Что делать? Отложить разговор до следующего раза? Бросить ему в лицо чайник?
– Я знаю, как все функционирует в Торене и в долине. Да и в стране в целом. Впрочем, тебе это известно.
– И что?
– Ты правильно сделал, что пришел проконсультироваться со мной.
– Простите, но…
– Богатство долины – вовсе не коровы, а снег. Это я приношу богатство сюда. Сахар или мед?
– Сеньора, я… При всем своем уважении я не могу…
– Я тебя прекрасно понимаю, – мягко прервала она его, – но ты же можешь просто советоваться со мной. Так мы все только выиграем.
– Полагаю, мне следует вам напомнить, – с оскорбленным видом, – что снег у нас идет далеко не круглый год.
Именно благодаря этим словам Бринге у нее в голове возникла новая, весьма плодотворная идея. Марсел, сынок, обдумай это хорошенько, надо найти способ сделать так, чтобы сезон никогда не заканчивался. Поезжай в Колорадо, или где там эти бурные реки, и понаблюдай, возьми на заметку, как там все организовано, а потом мы поговорим.
– «Адидас» интересуется нашими спортивными тапочками.
– Хорошо. Не упусти эту возможность. Даже если речь пойдет об одних только подошвах. Так ты подумаешь о том, что я тебе сказала?
Она заранее знала, что вначале ей будет непросто. Бринге из дома Фелисо, сын ненавистного Бринге, был провозглашен первым демократическим алькальдом Торены после диктатуры, и люди вышли на улицу, чтобы отпраздновать это; все они в тот или иной момент украдкой поглядывали на дом Грават, который притворялся безразличным к происходившему и стойко переносил поток неприязни в свой адрес.
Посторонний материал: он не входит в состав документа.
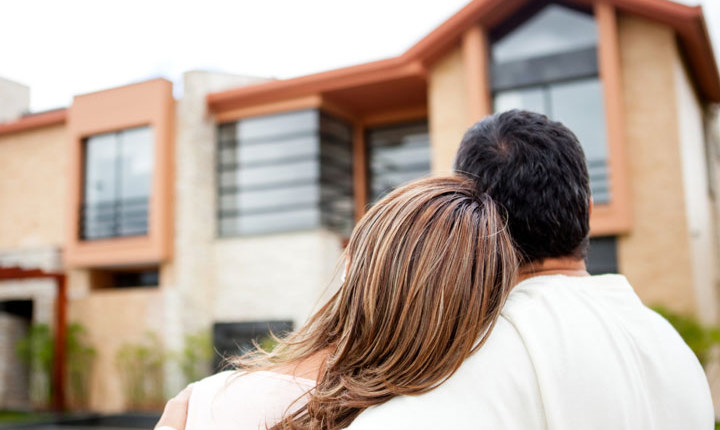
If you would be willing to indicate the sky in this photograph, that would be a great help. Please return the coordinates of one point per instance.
(63, 48)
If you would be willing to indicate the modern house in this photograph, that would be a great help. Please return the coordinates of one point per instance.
(233, 203)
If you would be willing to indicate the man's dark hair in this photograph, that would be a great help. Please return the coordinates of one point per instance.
(535, 168)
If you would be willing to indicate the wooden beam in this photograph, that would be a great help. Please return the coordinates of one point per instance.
(615, 217)
(477, 80)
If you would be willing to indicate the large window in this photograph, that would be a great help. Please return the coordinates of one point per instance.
(118, 178)
(291, 171)
(548, 64)
(397, 154)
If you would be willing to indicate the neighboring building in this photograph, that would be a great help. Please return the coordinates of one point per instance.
(232, 204)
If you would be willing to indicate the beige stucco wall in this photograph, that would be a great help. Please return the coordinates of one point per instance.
(33, 188)
(448, 110)
(274, 276)
(113, 318)
(656, 255)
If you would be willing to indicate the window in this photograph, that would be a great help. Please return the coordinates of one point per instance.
(549, 65)
(118, 178)
(125, 278)
(397, 154)
(602, 255)
(285, 172)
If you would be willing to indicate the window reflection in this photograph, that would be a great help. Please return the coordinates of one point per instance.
(291, 171)
(545, 69)
(118, 178)
(553, 30)
(397, 154)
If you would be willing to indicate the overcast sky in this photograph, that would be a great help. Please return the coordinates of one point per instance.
(63, 48)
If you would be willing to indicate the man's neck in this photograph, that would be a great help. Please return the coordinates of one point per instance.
(553, 266)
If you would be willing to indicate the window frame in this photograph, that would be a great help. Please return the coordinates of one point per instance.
(318, 157)
(117, 203)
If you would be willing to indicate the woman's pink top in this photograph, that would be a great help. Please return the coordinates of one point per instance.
(244, 401)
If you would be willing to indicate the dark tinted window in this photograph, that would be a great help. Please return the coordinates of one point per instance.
(602, 255)
(118, 180)
(397, 154)
(284, 172)
(548, 64)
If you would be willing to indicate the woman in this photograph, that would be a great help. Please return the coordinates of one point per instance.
(429, 268)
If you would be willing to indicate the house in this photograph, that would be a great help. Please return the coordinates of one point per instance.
(229, 207)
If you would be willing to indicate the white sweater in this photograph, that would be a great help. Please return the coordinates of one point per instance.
(568, 353)
(235, 401)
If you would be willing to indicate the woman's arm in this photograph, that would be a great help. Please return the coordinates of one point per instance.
(175, 413)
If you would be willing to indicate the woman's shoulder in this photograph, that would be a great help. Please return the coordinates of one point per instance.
(236, 399)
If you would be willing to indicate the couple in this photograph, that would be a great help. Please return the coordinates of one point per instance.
(466, 304)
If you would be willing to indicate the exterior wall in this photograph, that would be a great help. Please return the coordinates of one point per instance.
(14, 393)
(148, 103)
(448, 106)
(14, 100)
(113, 318)
(656, 255)
(698, 205)
(279, 276)
(33, 167)
(274, 276)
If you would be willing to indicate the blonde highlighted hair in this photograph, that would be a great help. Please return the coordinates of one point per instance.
(430, 266)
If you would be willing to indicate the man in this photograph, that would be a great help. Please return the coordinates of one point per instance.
(570, 351)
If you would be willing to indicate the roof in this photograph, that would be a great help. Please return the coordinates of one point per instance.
(687, 21)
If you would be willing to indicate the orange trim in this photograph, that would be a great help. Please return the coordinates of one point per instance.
(147, 103)
(686, 20)
(37, 120)
(476, 57)
(360, 169)
(616, 217)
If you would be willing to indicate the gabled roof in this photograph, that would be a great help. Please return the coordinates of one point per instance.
(687, 21)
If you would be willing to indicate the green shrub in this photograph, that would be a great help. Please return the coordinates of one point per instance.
(36, 351)
(700, 338)
(195, 357)
(80, 358)
(141, 369)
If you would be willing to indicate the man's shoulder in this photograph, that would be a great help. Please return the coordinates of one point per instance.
(497, 383)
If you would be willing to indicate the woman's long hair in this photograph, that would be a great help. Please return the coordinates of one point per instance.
(430, 266)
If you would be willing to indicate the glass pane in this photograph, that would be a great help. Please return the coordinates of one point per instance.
(100, 169)
(553, 30)
(265, 127)
(398, 155)
(136, 163)
(531, 99)
(579, 105)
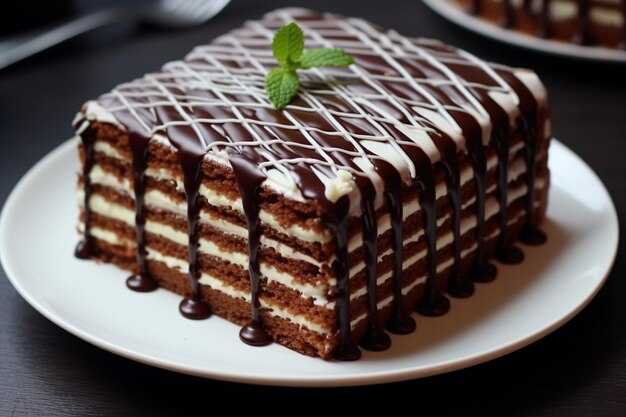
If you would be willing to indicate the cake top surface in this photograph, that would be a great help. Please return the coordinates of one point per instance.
(348, 130)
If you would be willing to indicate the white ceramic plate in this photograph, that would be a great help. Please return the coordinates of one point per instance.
(526, 302)
(448, 10)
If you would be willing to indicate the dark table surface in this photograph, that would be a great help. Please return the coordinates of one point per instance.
(578, 370)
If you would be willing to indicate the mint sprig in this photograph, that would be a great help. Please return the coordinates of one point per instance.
(282, 82)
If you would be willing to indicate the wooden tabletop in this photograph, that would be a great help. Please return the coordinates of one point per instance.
(578, 370)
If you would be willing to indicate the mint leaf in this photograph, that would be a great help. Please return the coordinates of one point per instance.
(325, 57)
(288, 44)
(282, 85)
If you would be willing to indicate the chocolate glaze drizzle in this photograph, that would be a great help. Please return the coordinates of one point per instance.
(142, 281)
(84, 249)
(249, 180)
(393, 121)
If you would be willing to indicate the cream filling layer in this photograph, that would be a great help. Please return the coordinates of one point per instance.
(159, 200)
(317, 292)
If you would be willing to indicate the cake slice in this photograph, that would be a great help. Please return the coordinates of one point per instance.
(378, 190)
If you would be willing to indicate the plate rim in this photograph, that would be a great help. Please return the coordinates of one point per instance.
(482, 27)
(324, 380)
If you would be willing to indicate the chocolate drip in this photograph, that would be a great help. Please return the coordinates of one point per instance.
(338, 226)
(142, 281)
(249, 180)
(400, 322)
(581, 36)
(375, 339)
(531, 234)
(480, 271)
(84, 248)
(504, 253)
(460, 285)
(190, 160)
(433, 303)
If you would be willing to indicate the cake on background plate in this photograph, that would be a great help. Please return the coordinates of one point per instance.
(382, 187)
(600, 23)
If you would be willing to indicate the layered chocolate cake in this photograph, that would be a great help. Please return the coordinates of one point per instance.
(381, 188)
(585, 22)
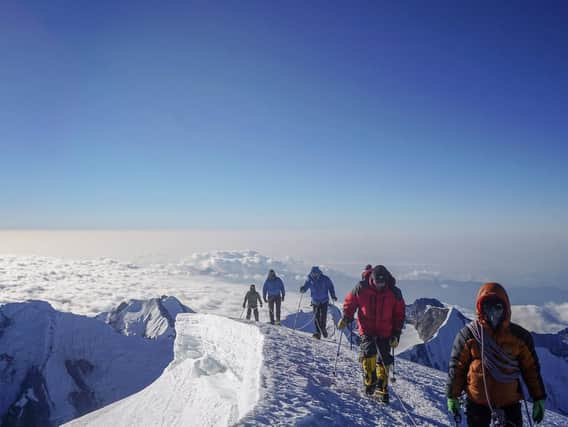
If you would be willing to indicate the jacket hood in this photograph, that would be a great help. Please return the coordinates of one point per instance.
(382, 271)
(315, 269)
(493, 290)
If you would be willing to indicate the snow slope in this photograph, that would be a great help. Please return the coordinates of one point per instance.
(213, 380)
(153, 318)
(57, 366)
(230, 372)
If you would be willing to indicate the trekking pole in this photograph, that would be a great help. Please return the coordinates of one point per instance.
(351, 336)
(297, 312)
(393, 365)
(337, 356)
(457, 418)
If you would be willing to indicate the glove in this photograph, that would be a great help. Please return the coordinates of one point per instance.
(538, 411)
(393, 342)
(453, 406)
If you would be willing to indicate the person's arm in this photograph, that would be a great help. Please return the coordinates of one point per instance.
(460, 359)
(399, 313)
(350, 306)
(529, 363)
(282, 288)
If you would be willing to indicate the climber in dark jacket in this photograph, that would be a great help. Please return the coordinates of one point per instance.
(252, 297)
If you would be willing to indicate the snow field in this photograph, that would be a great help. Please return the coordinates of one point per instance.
(214, 379)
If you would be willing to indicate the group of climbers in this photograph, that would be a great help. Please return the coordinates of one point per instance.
(489, 357)
(273, 293)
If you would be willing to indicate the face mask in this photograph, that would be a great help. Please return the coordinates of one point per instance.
(494, 314)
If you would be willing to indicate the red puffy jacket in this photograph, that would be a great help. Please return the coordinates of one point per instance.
(381, 312)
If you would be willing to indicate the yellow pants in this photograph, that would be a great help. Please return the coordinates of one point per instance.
(375, 373)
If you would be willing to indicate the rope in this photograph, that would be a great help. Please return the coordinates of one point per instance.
(392, 386)
(527, 408)
(298, 312)
(483, 367)
(308, 322)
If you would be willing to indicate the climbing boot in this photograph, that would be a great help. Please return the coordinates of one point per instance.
(370, 374)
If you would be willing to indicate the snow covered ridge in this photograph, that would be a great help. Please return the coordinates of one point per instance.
(214, 379)
(229, 372)
(56, 366)
(153, 318)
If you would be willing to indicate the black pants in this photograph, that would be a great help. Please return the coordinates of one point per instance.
(480, 415)
(320, 318)
(274, 301)
(369, 346)
(255, 309)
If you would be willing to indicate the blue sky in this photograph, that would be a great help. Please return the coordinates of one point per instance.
(283, 115)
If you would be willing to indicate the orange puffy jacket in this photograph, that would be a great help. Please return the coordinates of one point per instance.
(466, 372)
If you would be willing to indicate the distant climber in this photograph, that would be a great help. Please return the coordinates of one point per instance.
(273, 293)
(252, 297)
(320, 286)
(489, 357)
(366, 272)
(381, 312)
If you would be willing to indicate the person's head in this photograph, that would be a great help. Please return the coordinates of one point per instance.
(379, 277)
(315, 272)
(493, 310)
(493, 306)
(367, 271)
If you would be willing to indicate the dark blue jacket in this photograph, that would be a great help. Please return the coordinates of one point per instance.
(273, 288)
(320, 288)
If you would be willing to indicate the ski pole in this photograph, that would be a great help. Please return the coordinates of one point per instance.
(457, 418)
(297, 312)
(337, 356)
(351, 336)
(393, 365)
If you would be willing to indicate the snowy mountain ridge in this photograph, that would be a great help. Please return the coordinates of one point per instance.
(230, 372)
(153, 318)
(56, 366)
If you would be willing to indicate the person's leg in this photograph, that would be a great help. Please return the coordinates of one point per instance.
(323, 318)
(514, 415)
(316, 321)
(278, 305)
(383, 367)
(271, 309)
(477, 415)
(369, 362)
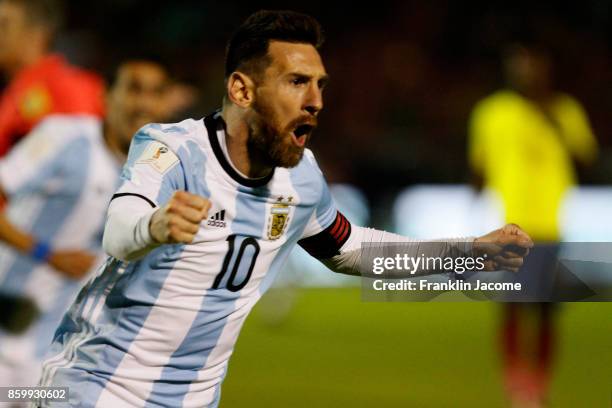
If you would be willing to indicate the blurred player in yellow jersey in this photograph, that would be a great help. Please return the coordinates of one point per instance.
(523, 142)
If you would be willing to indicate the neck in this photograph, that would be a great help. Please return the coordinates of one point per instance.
(29, 57)
(237, 134)
(111, 138)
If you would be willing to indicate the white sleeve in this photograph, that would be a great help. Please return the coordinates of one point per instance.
(126, 233)
(150, 177)
(35, 158)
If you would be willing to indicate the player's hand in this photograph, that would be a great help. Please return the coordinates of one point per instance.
(72, 263)
(179, 220)
(505, 248)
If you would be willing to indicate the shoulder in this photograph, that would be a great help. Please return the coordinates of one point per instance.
(173, 135)
(568, 103)
(67, 128)
(499, 100)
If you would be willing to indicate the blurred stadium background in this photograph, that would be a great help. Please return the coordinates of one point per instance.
(392, 140)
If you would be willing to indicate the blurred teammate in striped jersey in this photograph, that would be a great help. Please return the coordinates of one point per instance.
(58, 181)
(206, 214)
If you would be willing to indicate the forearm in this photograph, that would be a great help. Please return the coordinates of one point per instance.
(367, 243)
(14, 237)
(126, 233)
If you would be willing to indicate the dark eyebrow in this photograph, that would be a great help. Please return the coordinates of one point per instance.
(324, 80)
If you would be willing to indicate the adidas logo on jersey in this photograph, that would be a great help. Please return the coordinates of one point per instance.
(217, 220)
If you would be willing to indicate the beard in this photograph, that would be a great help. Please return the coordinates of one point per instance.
(274, 142)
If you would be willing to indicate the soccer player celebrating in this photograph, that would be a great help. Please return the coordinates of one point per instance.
(207, 212)
(58, 181)
(41, 83)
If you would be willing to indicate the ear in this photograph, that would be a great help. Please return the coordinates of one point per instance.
(241, 89)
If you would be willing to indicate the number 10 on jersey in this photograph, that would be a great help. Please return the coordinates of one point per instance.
(240, 261)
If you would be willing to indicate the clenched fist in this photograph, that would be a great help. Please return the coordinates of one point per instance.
(179, 220)
(505, 248)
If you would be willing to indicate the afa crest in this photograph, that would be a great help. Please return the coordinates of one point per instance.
(278, 220)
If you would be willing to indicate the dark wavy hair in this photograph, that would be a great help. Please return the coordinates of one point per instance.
(247, 50)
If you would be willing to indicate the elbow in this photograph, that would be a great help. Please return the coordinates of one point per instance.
(112, 246)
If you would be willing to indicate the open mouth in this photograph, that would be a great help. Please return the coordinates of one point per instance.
(300, 134)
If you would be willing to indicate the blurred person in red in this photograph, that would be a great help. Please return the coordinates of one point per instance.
(523, 143)
(40, 82)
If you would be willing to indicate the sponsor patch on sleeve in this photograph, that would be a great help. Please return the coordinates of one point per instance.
(159, 156)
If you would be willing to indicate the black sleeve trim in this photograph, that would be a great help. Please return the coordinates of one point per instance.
(327, 243)
(135, 195)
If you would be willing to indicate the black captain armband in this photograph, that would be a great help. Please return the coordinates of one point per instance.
(151, 203)
(327, 243)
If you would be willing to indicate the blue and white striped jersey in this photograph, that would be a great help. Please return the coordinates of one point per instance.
(160, 331)
(59, 180)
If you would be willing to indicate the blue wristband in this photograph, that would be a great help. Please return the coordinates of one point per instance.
(41, 251)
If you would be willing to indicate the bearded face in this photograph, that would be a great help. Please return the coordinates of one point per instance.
(280, 145)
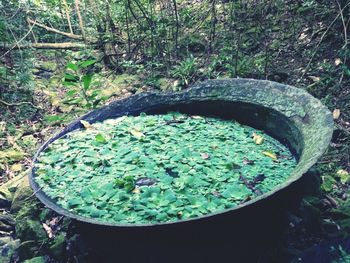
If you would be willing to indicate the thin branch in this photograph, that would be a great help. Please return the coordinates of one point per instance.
(19, 104)
(54, 30)
(321, 39)
(68, 17)
(341, 11)
(17, 43)
(64, 45)
(80, 19)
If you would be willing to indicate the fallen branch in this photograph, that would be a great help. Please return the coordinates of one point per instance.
(54, 30)
(19, 104)
(64, 45)
(17, 42)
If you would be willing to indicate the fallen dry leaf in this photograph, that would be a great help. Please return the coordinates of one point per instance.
(48, 230)
(86, 124)
(270, 154)
(205, 156)
(137, 134)
(314, 78)
(258, 139)
(336, 114)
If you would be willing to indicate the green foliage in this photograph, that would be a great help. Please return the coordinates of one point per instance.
(78, 79)
(185, 71)
(160, 168)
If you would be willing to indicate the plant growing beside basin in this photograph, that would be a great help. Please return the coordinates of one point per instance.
(160, 168)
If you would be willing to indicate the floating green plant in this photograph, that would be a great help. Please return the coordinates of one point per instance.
(160, 168)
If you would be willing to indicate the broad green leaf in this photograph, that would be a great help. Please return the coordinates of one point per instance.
(87, 63)
(100, 138)
(87, 81)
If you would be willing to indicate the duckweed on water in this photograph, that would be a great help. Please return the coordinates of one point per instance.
(160, 168)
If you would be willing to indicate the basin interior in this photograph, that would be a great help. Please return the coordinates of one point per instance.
(268, 120)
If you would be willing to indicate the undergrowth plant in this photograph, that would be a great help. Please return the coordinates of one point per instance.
(78, 79)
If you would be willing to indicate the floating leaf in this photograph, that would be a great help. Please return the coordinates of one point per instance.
(137, 134)
(86, 81)
(336, 114)
(258, 139)
(100, 138)
(205, 156)
(11, 155)
(270, 154)
(178, 167)
(344, 176)
(86, 124)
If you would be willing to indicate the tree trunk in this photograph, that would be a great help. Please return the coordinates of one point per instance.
(81, 23)
(68, 16)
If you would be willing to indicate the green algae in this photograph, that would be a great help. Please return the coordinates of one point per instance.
(160, 168)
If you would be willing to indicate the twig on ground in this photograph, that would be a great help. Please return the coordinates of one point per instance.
(19, 104)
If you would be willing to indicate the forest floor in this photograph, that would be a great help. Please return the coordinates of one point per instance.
(323, 215)
(318, 230)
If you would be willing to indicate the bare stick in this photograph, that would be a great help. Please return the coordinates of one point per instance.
(81, 23)
(67, 15)
(54, 30)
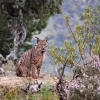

На следующий день после выборов Фелиу Бринге вошел в здание мэрии, велел открыть все окна и лично занялся тем, что под аплодисменты членов муниципального совета, проходивших по его списку, снял портреты Франко и Хосе Антонио, а также (да простит его Бог) распятие, которое до этого момента с незапамятных времен висело перед кабинетом алькальда. Так же энергично он распрощался и с портретом маслом Валенти Тарги, торенского палача, который по непонятным причинам прежде никто не удосужился снять со стены зала заседаний. Хороший портрет. Какие глаза. Кто, черт возьми, его написал? Потом он пригласил всех членов совета и единственного представителя оппозиции, Шави Буреса из дома Савина, занять свои места за столом для заседаний, дабы обдумать будущее Торены.